发布时间：2018-03-09 19:50

  本文选题：三元复合驱采出水　切入点：白泥浸出液　出处：《山东大学》2017年硕士论文　论文类型：学位论文

【摘要】：本文试图寻求一种经济、高效、环保的方法去除三元复合驱采出水中的乳化油。将制碱工业废渣白泥作为处理剂,经盐酸酸浸后得到白泥浸出液,将所得浸出液投加到三元复合驱采出水中原位生成新生相混合氢氧化物,利用新生相氢氧化物粒径小、表面自由能高和表面电荷密度高的特点原位处理三元复合驱采出水。通过X射线荧光技术(XRF)对白泥粉末进行分析,确定其主要化学组成;利用高分辨透射电镜(HRTEM)对新生相混合氢氧化物吸附前后形貌进行观察,分析吸附前后微观形貌的变化的原因;利用X射线衍射技术(XRD)对吸附前后的混合氢氧化物晶体结构进行分析,确定主要物相组成;通过傅里叶变换红外光谱(FT-IR)对吸附前后混合氢氧化物表面官能团进行分析,确定表面化学组成;通过Zeta电位分析新生相混合氢氧化物带电性及电荷密度进行分析表征。
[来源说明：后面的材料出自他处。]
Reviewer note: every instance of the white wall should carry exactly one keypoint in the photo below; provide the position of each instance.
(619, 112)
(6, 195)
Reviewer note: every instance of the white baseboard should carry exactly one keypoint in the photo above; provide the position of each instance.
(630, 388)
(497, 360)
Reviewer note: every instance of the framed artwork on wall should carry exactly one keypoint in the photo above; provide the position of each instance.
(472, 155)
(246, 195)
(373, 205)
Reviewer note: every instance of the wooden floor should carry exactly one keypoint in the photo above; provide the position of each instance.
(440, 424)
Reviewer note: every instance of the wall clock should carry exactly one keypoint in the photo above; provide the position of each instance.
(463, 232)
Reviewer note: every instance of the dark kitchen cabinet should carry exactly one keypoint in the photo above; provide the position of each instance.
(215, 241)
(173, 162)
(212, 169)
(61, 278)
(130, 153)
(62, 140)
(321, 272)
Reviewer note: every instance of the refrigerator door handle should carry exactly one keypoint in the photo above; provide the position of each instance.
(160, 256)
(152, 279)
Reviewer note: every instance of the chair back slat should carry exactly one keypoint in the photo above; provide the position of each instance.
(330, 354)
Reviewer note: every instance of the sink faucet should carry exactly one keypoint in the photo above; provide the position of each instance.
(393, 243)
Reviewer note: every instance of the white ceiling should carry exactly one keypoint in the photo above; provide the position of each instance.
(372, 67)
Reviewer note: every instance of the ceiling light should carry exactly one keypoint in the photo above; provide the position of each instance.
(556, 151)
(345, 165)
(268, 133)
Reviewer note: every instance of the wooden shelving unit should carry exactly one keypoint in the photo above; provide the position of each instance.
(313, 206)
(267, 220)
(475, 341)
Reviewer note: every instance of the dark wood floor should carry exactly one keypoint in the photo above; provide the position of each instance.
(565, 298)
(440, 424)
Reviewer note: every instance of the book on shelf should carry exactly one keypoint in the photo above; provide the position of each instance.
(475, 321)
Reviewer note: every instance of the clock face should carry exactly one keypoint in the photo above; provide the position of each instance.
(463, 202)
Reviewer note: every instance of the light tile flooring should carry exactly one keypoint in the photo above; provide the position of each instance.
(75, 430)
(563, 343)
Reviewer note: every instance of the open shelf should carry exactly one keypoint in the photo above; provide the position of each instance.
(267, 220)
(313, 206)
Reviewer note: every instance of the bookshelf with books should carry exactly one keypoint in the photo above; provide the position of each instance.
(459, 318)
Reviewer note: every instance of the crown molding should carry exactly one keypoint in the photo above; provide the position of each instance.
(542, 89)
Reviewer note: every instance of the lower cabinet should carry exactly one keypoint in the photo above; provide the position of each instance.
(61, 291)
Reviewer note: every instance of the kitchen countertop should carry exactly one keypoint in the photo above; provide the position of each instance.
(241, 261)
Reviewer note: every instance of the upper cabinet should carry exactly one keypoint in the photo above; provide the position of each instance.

在碱性条件下,向三元复合驱采出水中投加白泥浸出液,研究了白泥浸出液的投加量、体系初始pH值、接触时间以及反应温度对乳化油去除率的影响,并结合热力学分析与表征手段进一步探讨了白泥浸出液去除乳化油机理。研究结果表明:(1)XRF结果表明,白泥主要成分为CaO和MgO,此外还含有少量Fe_2O_3和Al_2O_3。通过HRTEM和XRD测得新生相混合氢氧化物主要由Ca(OH)_2和Mg(OH)_2纳米颗粒组成,新生相混合氢氧化物纳米颗粒通过颗粒间毛细凝聚力形成三维网状结构。(2)白泥经盐酸酸浸处理后得到白泥浸出液,将浸出液投加到三元复合驱采出水中,利用原位生成的混合氢氧化物去除乳化油是切实可行的。处理后沉淀经盐酸溶解后可回收原油,得到的含盐溶液也可作为处理剂循环使用,循环使用次数达到4次以上。(3)利用白泥浸出液处理三元复合驱采出水,当白泥浸出液的投加量为4.0 g/L(以固含量计),三元复合驱采出水初始pH为12.0,接触时间为6 min,反应温度为10℃时,去除效果最佳,去除率可达99%以上。(4)新生相混合氢氧化物吸附乳化油过程中,氢键和静电引力是主要作用力。MOH+/M(OH)2颗粒与颗粒间的毛细凝聚力以及MOH+/M(OH)2颗粒与乳化油之间的毛细粘着力对吸附/共沉淀过程都起到了重要作用。(5)通过热力学计算得到,△G0的数值介于-9.92K J/mol到-7.87 KJ/mol之间,表明新生相混合氢氧化物吸附乳化油过程属于物理吸附,△G0随温度升高增加,表明高温不利于吸附共沉淀的进行;△H00表明吸附共沉淀是放热反应。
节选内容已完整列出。